Полина переводит дух и говорит быстро, пока не передумала:
— Знаешь, как мне надо было поступить? Уйти от Гарри гораздо раньше. Поставить на нем крест и жить дальше.
Тереза вздрагивает:
— Ой…
— Тогда того лета бы не было, и я, возможно, не прониклась бы вкусом к сельской жизни, и мы бы сейчас тут не сидели. И кстати, сегодняшний Гарри меня совершенно не волнует. Наверное, давно надо было это сказать, чтобы ты не смущалась, когда о нем говоришь.
— Ясно.
Тереза растеряна. Произнесены слова, которые произносить нельзя. Негласный запрет нарушен.
— Это жизнь. То, что было невыносимо, уходит в прошлое, и кажется, будто оно происходило с другой женщиной, которую тебе жаль, хотя ты понимаешь, что она вела себя глупо.
Тереза молчит. Она все еще слегка огорошена.
— Пойми меня правильно, — говорит Полина. — То, что было тогда, не исчезает. Оно лишь переходит в какое-то другое измерение. Занятный процесс. А вообще… я просто подумала, что надо тебе сказать. Чтобы ты не боялась задеть мои чувства, когда речь заходит о нем. Нет уже никаких чувств.
— Ясно. Да… Спасибо, что сказала. — Тереза продолжает обдумывать услышанное, примерять на себя. — И… в общем, спасибо.
Она что-то собиралась добавить, но не добавила. Однако непроизнесенное читается в ее глазах. «Нет, это не про меня, — словно говорит Тереза. — У меня все иначе. Совсем иначе».

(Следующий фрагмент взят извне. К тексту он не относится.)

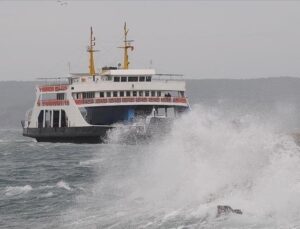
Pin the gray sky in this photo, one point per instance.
(201, 39)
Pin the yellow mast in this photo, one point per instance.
(126, 46)
(91, 51)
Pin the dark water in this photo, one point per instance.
(176, 181)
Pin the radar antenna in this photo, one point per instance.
(91, 50)
(127, 45)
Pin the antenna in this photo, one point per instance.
(91, 50)
(127, 45)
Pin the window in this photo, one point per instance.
(88, 95)
(60, 96)
(132, 79)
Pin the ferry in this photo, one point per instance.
(84, 107)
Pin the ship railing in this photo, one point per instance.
(175, 100)
(53, 88)
(52, 102)
(168, 77)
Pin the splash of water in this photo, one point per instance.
(206, 160)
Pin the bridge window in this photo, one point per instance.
(132, 79)
(60, 96)
(88, 95)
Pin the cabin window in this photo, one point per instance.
(88, 95)
(63, 119)
(132, 79)
(56, 118)
(60, 96)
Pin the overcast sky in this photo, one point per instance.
(200, 39)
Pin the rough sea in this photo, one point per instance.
(225, 151)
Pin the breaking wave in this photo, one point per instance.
(206, 160)
(17, 190)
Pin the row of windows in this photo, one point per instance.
(132, 78)
(102, 94)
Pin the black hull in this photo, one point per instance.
(91, 134)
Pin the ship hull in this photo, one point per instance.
(91, 134)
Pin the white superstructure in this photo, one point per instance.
(111, 96)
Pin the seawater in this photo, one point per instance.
(209, 158)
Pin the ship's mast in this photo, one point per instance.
(91, 50)
(127, 45)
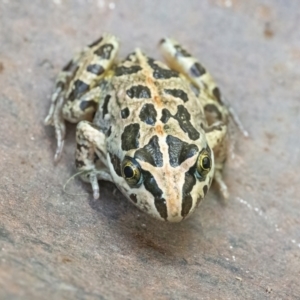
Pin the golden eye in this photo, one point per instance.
(203, 164)
(131, 171)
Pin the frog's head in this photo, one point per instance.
(167, 177)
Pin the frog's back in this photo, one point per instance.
(147, 98)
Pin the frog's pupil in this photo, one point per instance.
(128, 172)
(206, 163)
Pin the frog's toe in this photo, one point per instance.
(221, 184)
(95, 185)
(59, 149)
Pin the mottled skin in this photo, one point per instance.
(157, 132)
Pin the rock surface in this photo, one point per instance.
(57, 246)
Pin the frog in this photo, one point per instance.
(158, 131)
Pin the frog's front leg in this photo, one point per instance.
(91, 155)
(77, 90)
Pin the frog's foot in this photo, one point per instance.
(91, 155)
(221, 184)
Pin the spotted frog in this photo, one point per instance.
(157, 131)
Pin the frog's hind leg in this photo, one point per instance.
(210, 97)
(91, 155)
(78, 87)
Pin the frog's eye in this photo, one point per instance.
(131, 171)
(203, 164)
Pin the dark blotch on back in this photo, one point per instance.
(148, 114)
(86, 104)
(121, 70)
(95, 69)
(197, 70)
(166, 115)
(183, 117)
(152, 187)
(130, 137)
(177, 93)
(179, 151)
(139, 91)
(104, 51)
(116, 162)
(150, 153)
(189, 182)
(161, 73)
(125, 113)
(80, 88)
(105, 105)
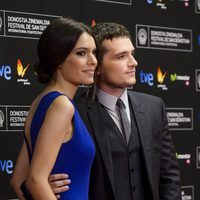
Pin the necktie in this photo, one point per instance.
(126, 126)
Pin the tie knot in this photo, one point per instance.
(120, 104)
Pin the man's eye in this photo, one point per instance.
(80, 53)
(94, 52)
(121, 56)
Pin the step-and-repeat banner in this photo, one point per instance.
(166, 35)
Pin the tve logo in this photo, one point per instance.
(6, 166)
(146, 78)
(5, 71)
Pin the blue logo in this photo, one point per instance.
(5, 71)
(6, 166)
(146, 78)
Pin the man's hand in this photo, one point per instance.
(59, 183)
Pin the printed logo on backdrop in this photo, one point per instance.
(26, 25)
(181, 78)
(14, 117)
(186, 157)
(1, 23)
(165, 4)
(142, 37)
(126, 2)
(180, 118)
(164, 38)
(198, 157)
(5, 72)
(21, 71)
(160, 78)
(198, 80)
(2, 118)
(146, 78)
(197, 6)
(187, 192)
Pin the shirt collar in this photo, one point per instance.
(109, 101)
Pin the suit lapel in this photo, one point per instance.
(143, 131)
(99, 131)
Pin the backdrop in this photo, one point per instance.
(166, 35)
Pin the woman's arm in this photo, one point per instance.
(56, 125)
(20, 171)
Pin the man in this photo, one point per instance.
(145, 166)
(139, 165)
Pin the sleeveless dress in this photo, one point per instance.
(75, 156)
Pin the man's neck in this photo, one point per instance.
(112, 90)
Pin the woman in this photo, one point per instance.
(56, 137)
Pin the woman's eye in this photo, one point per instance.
(81, 53)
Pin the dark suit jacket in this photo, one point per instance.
(158, 151)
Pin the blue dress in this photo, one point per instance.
(75, 156)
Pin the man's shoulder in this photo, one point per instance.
(144, 97)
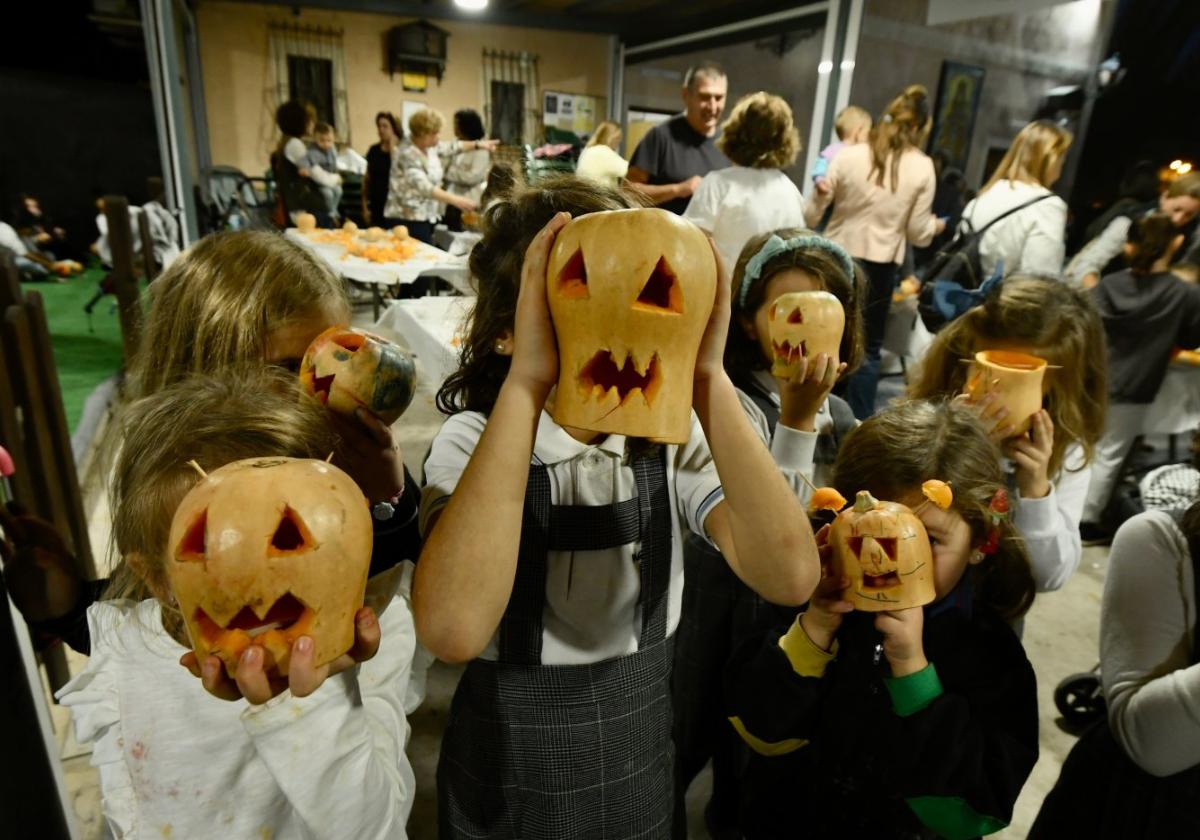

Вечер. Комбайн уехал, и наступившая тишина кажется неестественной. Ни ветерка, ни шелеста, только кое-где перекликаются птицы.
Полина идет к машине, где, кажется, забыла записную книжку. Книжки там нет. Полина вылезает из машины и видит Мориса, который выходит из дома.
Он идет к ней. Никаких околичностей вроде «Жаркий сегодня был день», только кривая полуулыбка, высланная вперед, словно парламентер с белым флагом.
— Возможно, нам стоит поговорить, — произносит Морис.
Полина оглядывает его с головы до пят:
— О чем нам разговаривать?
Морис смотрит на нее, потом чуть заметно пожимает плечами и уходит назад в дом.